Tesla reported production of 434,358 and deliveries of 418,227 for the fourth quarter, while 1,654,667 vehicles were produced and 1,636,129 cars were delivered for the full year.

Tesla releases Q4 and FY 2025 vehicle delivery and production report

Interestingly, the company posted its own consensus figures that were compiled from various firms on its website a few days ago, where expectations were set at 1,640,752 cars for the year. Tesla fell about 4,000 units short of that. One of the areas where Tesla excelled was energy deployments, which totaled 46.7 GWh for the year.

In terms of vehicle deliveries, Ives writes that Tesla certainly has some things to work through if it wants to return to growth in that aspect, especially with the loss of the $7,500 tax credit in the U.S. and “continuous headwinds” for the company in Europe.

However, Ives also believes that, given the delivery numbers, which were on par with expectations, Tesla is positioned well for a strong 2026, especially with its AI focus, Robotaxi and Cybercab development, and energy:

“This will be viewed as better than feared deliveries and a step in the right direction for the Tesla story heading into 2026. We look forward to hearing more at the company’s 4Q25 call on January 28th. AI Valuation – The Focus Throughout 2026. We believe Tesla could reach a $2 trillion market cap over the coming year and, in a bull case scenario, $3 trillion by the end of 2026…as full-scale volume production begins with the autonomous and robotics roadmap…The company has started to test the all-important Cybercab in Austin over the past few weeks, which is an incremental step towards launching in 2026 with important volume production of Cybercabs starting in April/May, which remains the golden goose in unlocking TSLA’s AI valuation.”

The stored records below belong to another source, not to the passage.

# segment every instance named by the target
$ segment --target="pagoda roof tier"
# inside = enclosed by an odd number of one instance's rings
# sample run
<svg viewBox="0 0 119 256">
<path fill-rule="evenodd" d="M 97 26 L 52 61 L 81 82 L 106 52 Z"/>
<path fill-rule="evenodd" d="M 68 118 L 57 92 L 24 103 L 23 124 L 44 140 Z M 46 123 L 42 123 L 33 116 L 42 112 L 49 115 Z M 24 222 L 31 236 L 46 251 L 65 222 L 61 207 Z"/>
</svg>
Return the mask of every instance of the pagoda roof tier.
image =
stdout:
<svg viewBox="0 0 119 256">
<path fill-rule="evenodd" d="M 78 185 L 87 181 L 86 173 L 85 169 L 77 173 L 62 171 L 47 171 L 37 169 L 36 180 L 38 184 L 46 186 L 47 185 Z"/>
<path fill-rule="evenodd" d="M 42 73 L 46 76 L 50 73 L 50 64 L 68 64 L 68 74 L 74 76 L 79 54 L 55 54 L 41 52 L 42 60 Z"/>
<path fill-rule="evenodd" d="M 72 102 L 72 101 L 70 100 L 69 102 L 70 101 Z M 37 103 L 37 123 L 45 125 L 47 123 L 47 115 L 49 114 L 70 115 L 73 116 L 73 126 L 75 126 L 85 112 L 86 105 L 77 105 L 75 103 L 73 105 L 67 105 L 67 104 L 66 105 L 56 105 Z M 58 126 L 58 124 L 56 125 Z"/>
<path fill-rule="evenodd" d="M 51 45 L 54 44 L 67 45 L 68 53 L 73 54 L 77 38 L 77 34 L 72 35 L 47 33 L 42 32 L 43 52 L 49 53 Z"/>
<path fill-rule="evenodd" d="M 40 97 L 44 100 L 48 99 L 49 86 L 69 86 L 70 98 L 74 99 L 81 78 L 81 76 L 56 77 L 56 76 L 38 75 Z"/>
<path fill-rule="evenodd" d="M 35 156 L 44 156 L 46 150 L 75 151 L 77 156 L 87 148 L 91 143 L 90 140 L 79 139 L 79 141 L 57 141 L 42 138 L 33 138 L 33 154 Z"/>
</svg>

It’s no secret that for the past several years, Tesla’s vehicle delivery numbers have been the main focus of investors and analysts have looked at them as an indicator of company health to a certain extent. The problem with that narrative in 2025 and 2026 is that Tesla is now focusing more on the deployment of Full Self-Driving, its Optimus project, AI development, and Cybercab.

While vehicle deliveries still hold importance, it is more crucial to note that Tesla’s overall environment as a business relies on much more than just how many cars are purchased. That metric, to a certain extent, is fading in importance in the grand scheme of things, but it will never totally disappear.

Ives and Wedbush maintained their $600 price target and an ‘Outperform’ rating on the stock.